Last visit was: Sat Apr 11, 2026 3:10 pm
It is currently Sat Apr 11, 2026 3:10 pm



 [ 302 posts ]  Go to page Previous  1 ... 17, 18, 19, 20, 21  Next
 Qupls (Q+) 
Author Message

Joined: Sat Feb 02, 2013 9:40 am
Posts: 2501
Location: Canada
Took a break from the usual to make a Collatz conjecture machine which can process hundreds of numbers in parallel. It should be able to run at 250 MHz. Now trying to figure out how to display results. I have the calculation organized as a 24x24 matrix of calculators. So, I may display the done status of each calculation as a block graphic on the screen. Once all 24x24 calcs are done, the screen will clear and begin with the next set of numbers. This should repeat up until the last specified number to be tested.

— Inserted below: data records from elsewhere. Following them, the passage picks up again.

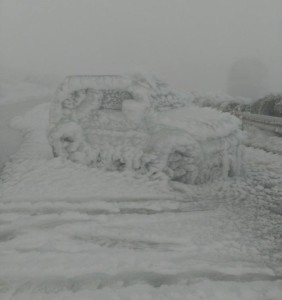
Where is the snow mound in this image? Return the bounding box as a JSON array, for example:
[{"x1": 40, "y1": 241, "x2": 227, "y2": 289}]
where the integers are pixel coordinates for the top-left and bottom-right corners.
[{"x1": 48, "y1": 75, "x2": 243, "y2": 184}]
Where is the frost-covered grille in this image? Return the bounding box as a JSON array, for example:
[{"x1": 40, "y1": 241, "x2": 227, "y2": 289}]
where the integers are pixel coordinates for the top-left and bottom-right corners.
[{"x1": 101, "y1": 89, "x2": 133, "y2": 110}]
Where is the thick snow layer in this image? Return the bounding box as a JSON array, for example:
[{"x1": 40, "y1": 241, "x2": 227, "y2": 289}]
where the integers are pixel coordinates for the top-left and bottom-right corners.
[
  {"x1": 0, "y1": 104, "x2": 282, "y2": 300},
  {"x1": 49, "y1": 76, "x2": 245, "y2": 183}
]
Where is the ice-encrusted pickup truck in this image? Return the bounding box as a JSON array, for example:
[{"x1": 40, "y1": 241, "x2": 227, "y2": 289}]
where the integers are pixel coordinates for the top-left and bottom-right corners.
[{"x1": 48, "y1": 75, "x2": 242, "y2": 184}]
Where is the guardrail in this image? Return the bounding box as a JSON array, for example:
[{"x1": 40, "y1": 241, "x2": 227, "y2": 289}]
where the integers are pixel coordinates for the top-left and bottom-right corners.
[{"x1": 240, "y1": 112, "x2": 282, "y2": 135}]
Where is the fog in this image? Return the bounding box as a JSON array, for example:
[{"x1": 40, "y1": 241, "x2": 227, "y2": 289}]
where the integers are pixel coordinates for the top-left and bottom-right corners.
[{"x1": 0, "y1": 0, "x2": 282, "y2": 93}]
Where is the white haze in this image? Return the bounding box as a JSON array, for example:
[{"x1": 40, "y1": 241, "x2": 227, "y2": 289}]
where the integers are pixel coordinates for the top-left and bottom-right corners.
[{"x1": 0, "y1": 0, "x2": 282, "y2": 92}]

The rusty old rf6847 video display generator (VDG) is being used. The done status bits are connected to the character bitmap input and an external character generator selected. I had to modify the rf6847 to accept external sync inputs. Normally it generates the sync signals. The display is not quite right yet, vertical timing is off resulting in a flickering screen. Horizontal timing seems okay.

_________________
Robert Finch http://www.finitron.ca


Mon Feb 16, 2026 4:56 am WWW

Joined: Sat Feb 02, 2013 9:40 am
Posts: 2501
Location: Canada
More work on the co-processor. This time integrating graphics acceleration. Graphics acceleration includes a hardware blitter and hardware cursors. The screen is 400x300 as it needs to fit into BRAM with memory available for other things.

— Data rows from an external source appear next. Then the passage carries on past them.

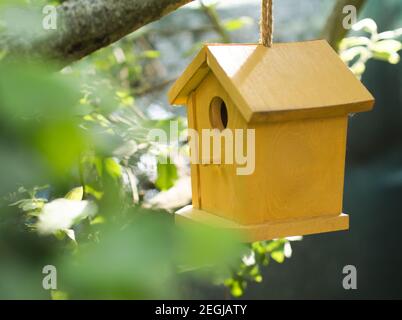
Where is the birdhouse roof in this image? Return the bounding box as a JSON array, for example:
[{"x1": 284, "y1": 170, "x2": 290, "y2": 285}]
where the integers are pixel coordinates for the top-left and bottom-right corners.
[{"x1": 169, "y1": 40, "x2": 374, "y2": 122}]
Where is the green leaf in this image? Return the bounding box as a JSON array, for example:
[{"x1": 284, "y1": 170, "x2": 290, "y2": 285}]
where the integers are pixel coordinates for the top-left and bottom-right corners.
[
  {"x1": 224, "y1": 17, "x2": 253, "y2": 31},
  {"x1": 142, "y1": 50, "x2": 161, "y2": 59},
  {"x1": 64, "y1": 187, "x2": 84, "y2": 200},
  {"x1": 155, "y1": 158, "x2": 178, "y2": 191},
  {"x1": 372, "y1": 40, "x2": 402, "y2": 53},
  {"x1": 105, "y1": 158, "x2": 122, "y2": 179}
]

The co-processor can now write to the screen memory (screen clear is successful). Point plot acceleration does not work yet, it is the current item being worked on. Because the processor only handles 64-bit data and pixels are 16-bit, there is not an easy way to plot pixels. Hence the point plot accelerator. The accelerator plots a point at the current graphics position in the current color.
Graphics commands are posted by the processor to a graphics command queue. The queue allows longer running operations to be run without stalling the graphics commands coming from the processor. The command queue seems to work.

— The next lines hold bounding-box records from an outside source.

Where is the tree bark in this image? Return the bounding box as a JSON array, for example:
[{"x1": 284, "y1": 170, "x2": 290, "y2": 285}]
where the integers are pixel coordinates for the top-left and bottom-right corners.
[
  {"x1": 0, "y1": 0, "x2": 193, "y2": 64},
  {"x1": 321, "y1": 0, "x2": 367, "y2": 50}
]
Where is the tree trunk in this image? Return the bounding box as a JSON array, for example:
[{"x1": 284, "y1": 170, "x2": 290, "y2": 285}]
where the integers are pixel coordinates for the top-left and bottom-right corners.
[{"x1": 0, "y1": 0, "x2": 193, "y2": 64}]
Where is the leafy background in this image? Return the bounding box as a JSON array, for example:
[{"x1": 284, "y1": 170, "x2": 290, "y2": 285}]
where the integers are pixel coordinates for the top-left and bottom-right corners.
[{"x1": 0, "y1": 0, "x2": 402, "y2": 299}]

Operation of the core is somewhat tricky since it is a co-processor capable of running a program, yet at the same time it acts as a state machine to perform accelerated graphics operations. In the instruction fetch stage the graphics command queue is checked to see if it is empty. If it is not empty, then graphics processing is triggered. This acts like an interrupt. It is effectively an interrupt routine performed by hardware. (Hardware based hardware interrupt - HHI). Vertical sync and TLB misses are also detected at the ifetch stage. A trick behind the graphics acceleration is that it only performs a few states at a time before returning to the ifetch stage. This is so that not very many cycles are lost before an interrupt is serviced. Because graphics operations are sent to a command queue it should be possible to perform graphics operations in an interrupt subroutine. Any outstanding operation will complete first though.

_________________
Robert Finch http://www.finitron.ca


Wed Feb 18, 2026 5:51 am WWW

Joined: Sat Feb 02, 2013 9:40 am
Posts: 2501
Location: Canada
The pixel plot function works!

I keep forgetting that the co-ordinates are 16.16 fixed point and the graphics ends up at the top left of the screen co-ordinate 0,0. Things are slowly coming together. Drawing filled rectangles almost works. It works except that every other pixel is drawn, and it alternates between lines, resulting in a checkerboard appearance. I have yet to figure out the cause of this. Filled rectangle drawing is done by the blitter, so that is almost working.

Loop counts to display things on the screen are not being honored. There is a loop to 15,000 to display random pixels on the screen, but only about 50 pixels show up. Triangles do not show up on the screen yet. The test program runs all the way through, but no triangles are displayed.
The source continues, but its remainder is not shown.